A Difference-of-Convex Cutting Plane Algorithm for Mixed-Binary Linear Program

In this paper, we propose a cutting plane algorithm based on DC (Difference-of-Convex) programming and DC cut for globally solving Mixed-Binary Linear Program (MBLP). We first use a classical DC programming formulation via the exact penalization to formulate MBLP as a DC program, which can be solved by DCA algorithm. Then, we focus on the construction of DC cuts, which serves either as a local cut (namely type-I DC cut) at feasible local minimizer of MBLP, or as a global cut (namely type-II DC cut) at infeasible local minimizer of MBLP if some particular assumptions are verified. Otherwise, the constructibility of DC cut is still unclear, and we propose to use classical global cuts (such as the Lift-and-Project cut) instead. Combining DC cut and classical global cuts, a cutting plane algorithm, namely DCCUT, is established for globally solving MBLP. The convergence theorem of DCCUT is proved.

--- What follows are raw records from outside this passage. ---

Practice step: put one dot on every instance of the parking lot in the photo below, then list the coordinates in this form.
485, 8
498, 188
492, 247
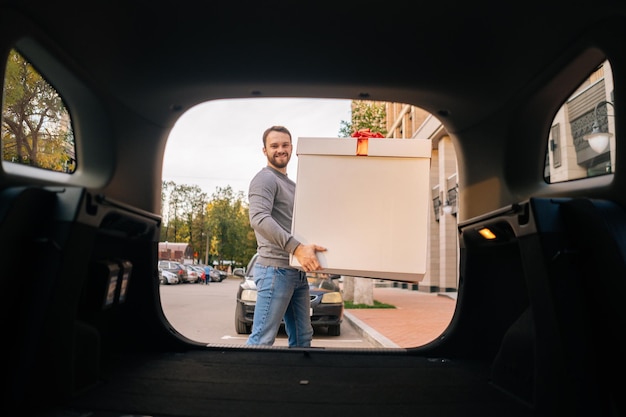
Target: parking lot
205, 313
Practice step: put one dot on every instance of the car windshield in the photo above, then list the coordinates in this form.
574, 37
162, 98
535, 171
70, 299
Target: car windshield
323, 281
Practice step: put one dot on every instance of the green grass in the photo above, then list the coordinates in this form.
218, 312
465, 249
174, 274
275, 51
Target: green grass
377, 304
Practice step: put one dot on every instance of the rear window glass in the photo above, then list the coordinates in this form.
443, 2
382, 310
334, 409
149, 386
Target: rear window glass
36, 126
581, 142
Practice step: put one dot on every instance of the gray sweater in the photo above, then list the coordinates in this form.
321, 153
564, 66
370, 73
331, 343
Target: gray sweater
271, 197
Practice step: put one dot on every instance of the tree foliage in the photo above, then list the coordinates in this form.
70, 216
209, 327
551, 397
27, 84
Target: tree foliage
365, 114
35, 122
217, 228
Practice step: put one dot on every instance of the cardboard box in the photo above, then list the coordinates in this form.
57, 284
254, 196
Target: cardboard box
371, 211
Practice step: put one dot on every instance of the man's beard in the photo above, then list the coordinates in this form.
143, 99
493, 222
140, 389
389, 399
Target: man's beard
275, 162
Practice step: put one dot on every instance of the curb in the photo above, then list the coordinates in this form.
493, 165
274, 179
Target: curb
368, 333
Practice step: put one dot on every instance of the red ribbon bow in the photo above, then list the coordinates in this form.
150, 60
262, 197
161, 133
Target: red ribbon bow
362, 136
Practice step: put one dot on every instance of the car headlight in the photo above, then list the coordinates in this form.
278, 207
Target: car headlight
332, 298
248, 295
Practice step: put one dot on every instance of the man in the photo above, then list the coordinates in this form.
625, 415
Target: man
282, 291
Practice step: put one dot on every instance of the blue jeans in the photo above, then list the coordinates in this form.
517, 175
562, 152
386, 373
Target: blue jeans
282, 293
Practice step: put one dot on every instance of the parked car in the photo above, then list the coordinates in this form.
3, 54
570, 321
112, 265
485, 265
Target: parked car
174, 267
217, 275
191, 274
200, 270
168, 278
326, 300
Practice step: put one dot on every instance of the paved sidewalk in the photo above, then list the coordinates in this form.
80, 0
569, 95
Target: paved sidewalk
418, 318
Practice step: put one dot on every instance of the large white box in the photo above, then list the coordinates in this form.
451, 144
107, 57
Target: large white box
369, 211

Restarting DCA in DCCUT helps to quickly update the upper bound solution and to introduce more DC cuts for lower bound improvement. A variant of DCCUT by introducing more classical global cuts in each iteration is proposed, and parallel versions of DCCUT and its variant are also designed which use the power of multiple processors for better performance. Numerical simulations of DCCUT type algorithms comparing with the classical cutting plane algorithm using Lift-and-Project cuts are reported. Tests on some specific samples and the MIPLIB 2017 benchmark dataset demonstrate the benefits of DC cut and good performance of DCCUT algorithms.